Gigantische Kosten für Rückbau

Nach der Prozedur müssen die Castore fast zwei Wochen trocknen. Immer wieder wird währenddessen kontrolliert, wie viel Radioaktivität sie abgeben. Dann kommen sie wieder ins Zwischenlager, was allerdings nicht den Transport nach Gorleben bedeutet. Stattdessen lagern die Behälter auf dem Kraftwerksgelände. 39 sind es mittlerweile und sie bleiben hier, bis eines Tages ein Endlager gefunden ist. Fast alle Brennelemente sind inzwischen herausgeholt, einige Brennstäbe sind noch im AKW. Sie sollen bis Mitte nächsten Jahres geborgen werden. Doch die Brennelemente sind nur ein kleiner Teil des Rückbaus der Kraftwerksanlage, der insgesamt 13 Jahre dauern soll. Zwei Jahre kommen dann noch für den Abriss der ausgehöhlten Gebäude dazu. Die Kosten: rund eine Milliarde Euro - fast doppelt sie viel, wie beim Bau des Kraftwerks.

Kraftwerk war stets umstritten

Der Rückbau von Unterweser wurde im Februar von Umweltminister Olaf Lies genehmigt, nachdem der Antrag fast sechs Jahre geprüft worden war. Umstritten war das Kraftwerk allerdings von Anfang an: Bürgerinitiativen warfen den regionalen Behörden Geheimniskrämerei beim Bau in den frühen 70er-Jahren vor. Es gab zahlreiche Proteste von Atomkraftgegnern. Der Bremer Senat klagte sogar gegen das AKW. Die Inbetriebnahme verzögerte sich dadurch zwar, letztlich wurden aber alle Klagen abgewiesen und Unterweser ging trotzdem ans Netz.

Bürger fürchten Gefahren bei Rückbau

Die Kritik der Bürgerinitiativen, wie dem Arbeitskreis Wesermarsch und der Aktion Z, ist trotz des begonnenen Rückbaus noch immer nicht verstummt. Sie haben gegen die Pläne von PreussenElektra Klage eingereicht, weil sie Sicherheitsrisiken beim Rückbau fürchten: "Was passiert eigentlich mit den Materialien, die dort jetzt freigesetzt werden? Wo bleiben die?", fragt Jürgen Janssen von der Aktion Z. Er befürchtet eine Gefahr für die Bevölkerung.
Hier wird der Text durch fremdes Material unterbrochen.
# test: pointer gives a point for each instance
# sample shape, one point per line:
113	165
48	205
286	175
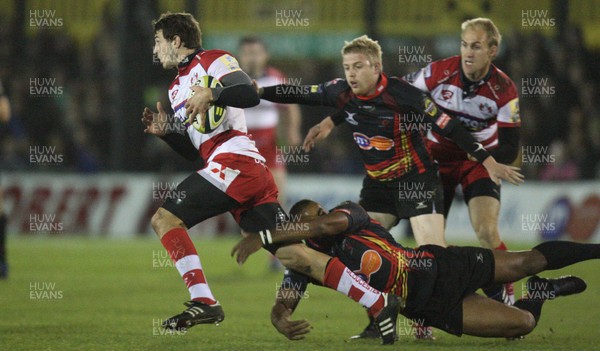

Hans-Otto Meyer-Ott vom Arbeitskreis Wesermarsch kritisiert, dass beim Rückbau die Grenzen der Genehmigung gesprengt würden. Betreiber PreussenElektra hält dagegen: Beim Rückbau halte man die Vorgaben aus Atomgesetz und Strahlenschutzverordnung penibel ein.

Ein AKW kommt in die Kiste

Das Ausmaß des Rückbaus ist gigantisch: Nach Berechnungen von PreussenElektra müssen insgesamt 675.000 Tonnen Abbruchmaterial entsorgt werden - davon rund 482.000 Tonnen Beton, Kabel und Stahl aus dem konventionellen Teil. All das muss bis auf die Grundmauern in 80-Zentimeter-Pakete zerschnitten und in Kisten verpackt werden. Nicht aller Abraum ist letztlich aber gefährlich. Der allergrößte Teil kann, nachdem er gereinigt und auf Strahlung überprüft wurde, wieder dem Wertstoffkreislauf zugeführt werden. Etwa sechs Prozent des Mülls müssen verbrannt oder auf einer Deponie gelagert werden. Nur zwei Prozent sind radioaktiver Abfall. Bis dahin ist der Weg aber noch weit und die Strahlung allgegenwärtig für Experte Stephan Thode und die anderen Mitarbeiter. Eine Gefahr, die sie noch einige Jahre begleiten wird.